The role of satellite in agriculture has evolved from simple observation to a critical tool for decision-making in precision farming. With rapid advances in satellite technology and image analysis, agricultural stakeholders can now monitor crops in near real-time, improving efficiency and long-term sustainability. For companies like SpaceNavi, which have developed a complete industrial chain from satellite design to data services, this integration ensures that farming applications receive consistent support from both hardware and data innovation.
One of the key advantages lies in satellite precision agriculture, where high-resolution imagery is used to apply resources exactly where they are needed. This reduces waste in fertilizer and water usage while improving yield consistency. Farmers can leverage satellite use in agriculture to evaluate seasonal variations, plan crop rotations, and forecast harvests with greater accuracy. Such practices are particularly valuable in regions affected by climate change, where variability in rainfall and temperature complicates traditional planning.
Equally important is the ability to process and interpret satellite imagery precision agriculture data. With improved algorithms and cloud-based platforms, raw imagery can be converted into actionable insights accessible to farmers through mobile devices. This accessibility ensures that both large-scale and smallholder farms benefit from satellite monitoring without requiring specialized technical knowledge.

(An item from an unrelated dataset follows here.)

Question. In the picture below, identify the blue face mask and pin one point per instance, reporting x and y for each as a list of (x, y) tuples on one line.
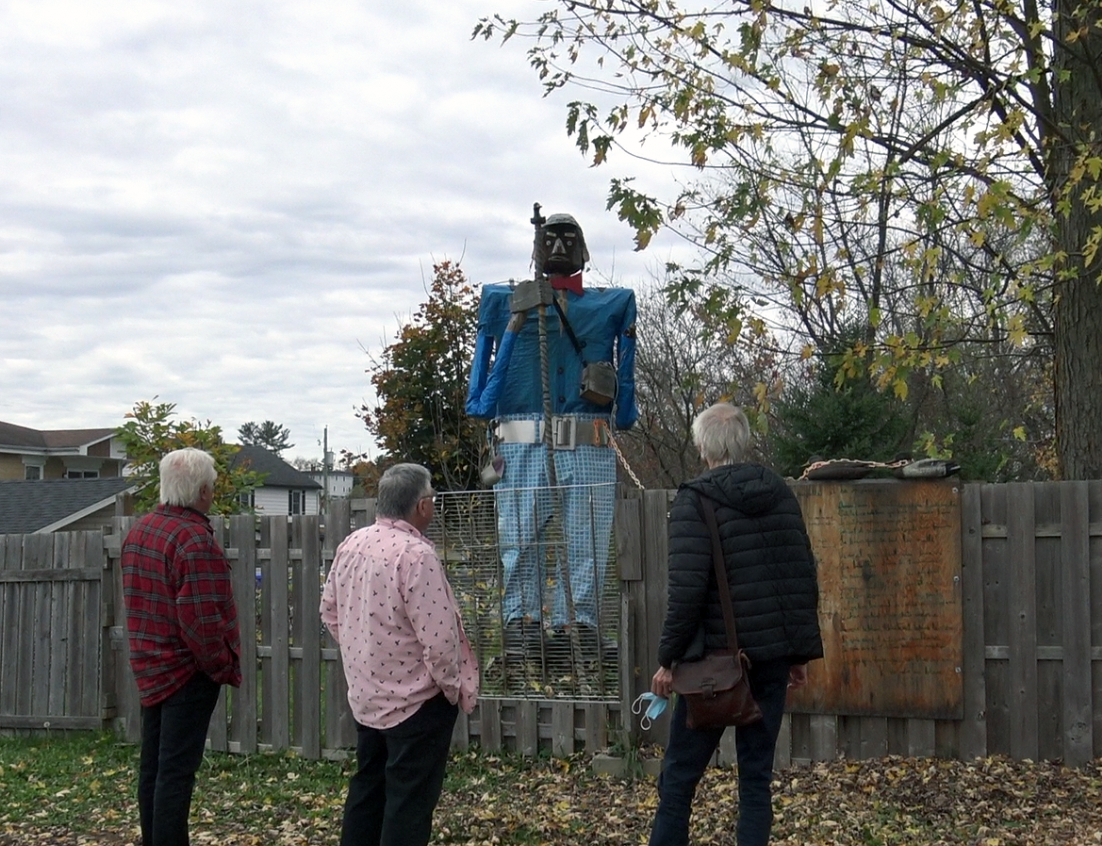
[(650, 705)]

Beyond individual farms, agencies also rely on satellites used for agriculture to address food security and sustainability challenges. National and international organizations use satellite images used for agriculture to track land use changes, identify deforestation linked to farming, and assess the environmental impact of intensive cultivation. In this way, space-based monitoring supports not only productivity but also the preservation of ecosystems.
Looking forward, the combination of satellites, artificial intelligence, and machine learning promises to further enhance farming strategies. By merging imagery with predictive models, agriculture can transition into a fully data-driven system capable of adapting quickly to global challenges.